The EU is paying Turkey money agreed under their migrant deal. All other claims are "simply not true," said the chief EU Commission spokesman, rejecting President Erdogan's claims. Bernd Riegert reports from Brussels.
Back in March, the EU states and Turkey agreed that in 2016 and 2017, the bloc would pay Ankara a total of 3 billion euros for a refugee aid scheme. The funding is part of a repatriation deal in which refugees and migrants are to be returned from Greece to Turkey.
According to EU reports, 740 million euros have already been allocated for specific refugee projects. Agreements worth 150 million euros have been reached with private aid organizations and the United Nations. Around 105 million euros have already been paid out.
The EU Commission's chief spokesman, Margaritis Schinas, has refuted the Turkish President's claims that the EU has paid just 1 to 2 million euros. "The European Union is respecting its commitments and suggestions to the contrary are not true, Schinas said.
"The [European] governments are not honest," Erdogan said. "Three million Syrians, or people from Iraq, are now in Turkey."
"The EU has not kept its promises on the matter," he added.
The EU Commission in Brussels pointed out that the promised 3 billion euros are tied to projects for refugee care, accommodation, education and integration. Schinas noted the funds are for "refugees and the host communities in Turkey, not for the government."
By the end of July, another 1.4 billion euros will be approved for refugee projects, Schinas said. The proposal has been on the table for weeks. By the end of the summer, 2.1 billion euros will have been spent for the refugees and thus, everything is running according to schedule, believes the Commission. It will, however, take some time before the money actually reaches its destination, admit EU officials.
"Of course, projects are processed according to European budgetary rules. The EU examines where the money goes and what its impact will be," said Schinas.
Joint committee controls aid allocation
In Brussels, EU Commission officials who are working on the Turkey–EU deal find it hard to understand the Turkish president's sweeping criticism. The allocation of funds is decided on and monitored by a "steering committee" that includes Turkish government officials. The committee itself has not heard of any such criticism. The proposals of the joint committee must be approved by the 28 EU member states because they are ultimately paying for the deal. The EU states themselves are paying 2 billion euros, while the third billion of the refugee aid fund comes from the joint EU budget in Brussels.

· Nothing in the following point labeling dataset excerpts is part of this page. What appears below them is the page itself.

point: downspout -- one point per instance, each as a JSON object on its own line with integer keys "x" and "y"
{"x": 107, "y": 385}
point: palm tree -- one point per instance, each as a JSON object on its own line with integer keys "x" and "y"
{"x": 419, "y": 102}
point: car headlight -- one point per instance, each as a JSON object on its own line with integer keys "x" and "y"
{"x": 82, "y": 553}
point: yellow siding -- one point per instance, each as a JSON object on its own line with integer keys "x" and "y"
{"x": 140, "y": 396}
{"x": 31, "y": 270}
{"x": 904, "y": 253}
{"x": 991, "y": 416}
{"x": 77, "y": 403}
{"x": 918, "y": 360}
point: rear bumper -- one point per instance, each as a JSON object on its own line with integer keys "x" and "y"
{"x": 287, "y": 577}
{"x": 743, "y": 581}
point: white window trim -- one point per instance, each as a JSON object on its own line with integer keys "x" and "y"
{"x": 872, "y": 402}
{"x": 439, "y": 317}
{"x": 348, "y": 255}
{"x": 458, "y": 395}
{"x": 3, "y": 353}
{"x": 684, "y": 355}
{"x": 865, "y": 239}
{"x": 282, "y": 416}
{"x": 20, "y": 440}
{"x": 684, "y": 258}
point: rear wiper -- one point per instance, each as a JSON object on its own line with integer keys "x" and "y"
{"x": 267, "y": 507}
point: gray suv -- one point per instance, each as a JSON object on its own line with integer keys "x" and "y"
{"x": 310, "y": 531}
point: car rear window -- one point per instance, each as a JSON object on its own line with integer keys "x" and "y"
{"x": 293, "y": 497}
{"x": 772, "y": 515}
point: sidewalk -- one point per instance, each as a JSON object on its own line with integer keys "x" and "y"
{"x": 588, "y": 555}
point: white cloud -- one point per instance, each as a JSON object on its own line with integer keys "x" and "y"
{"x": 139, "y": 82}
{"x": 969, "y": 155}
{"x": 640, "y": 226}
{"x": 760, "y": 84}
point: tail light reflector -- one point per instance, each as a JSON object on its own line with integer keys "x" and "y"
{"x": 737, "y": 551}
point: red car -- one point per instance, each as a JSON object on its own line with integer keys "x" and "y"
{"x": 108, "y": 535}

The aid fund for refugees from Syria and Iraq was not created specifically for the agreement with Turkey in March. The idea was brought forth by EU government leaders in October 2015, but only adopted the following year because the pressure of arriving migrants in Greece had reached a breaking point. Originally, Turkey tried to negotiate a 7 billion-euro refugee deal. At the March summit, the EU and Turkey agreed to meet again to discuss what happens beyond 2017, should the situation in Syria not improve and its 3 million refugees still reside in Turkey.
Juncker: Turkey 'not in a position' to join the EU
In an interview with the French television station France2 on Monday, the head of the EU Commission, Jean-Claude Juncker, distanced himself from Turkey. After the failed coup attempt, Juncker believes the Turkish president is going too far in his "purging" of state structures and the country's state of emergency.
"I believe that Turkey, in its current state, is not in a position to become [an EU] member any time soon and not even over the long term," said Juncker, adding no immediate decisions were necessary and that the EU was only in the process of negotiating with Turkey.
Speaking to ARD, Erdogan mentioned the possibility of reintroducing capital punishment. Juncker said the EU would immediately stop all accession negotiations if Turkey were to bring back the death penalty, as a country with values so removed from Europe’s had no place in the bloc. It remains to be seen whether the EU’s cold shoulder would extend to the refugee deal and the planned funding scheme. The German government recommends that the effects of the thwarted coup and the refugee agreement be dealt with as separate matters.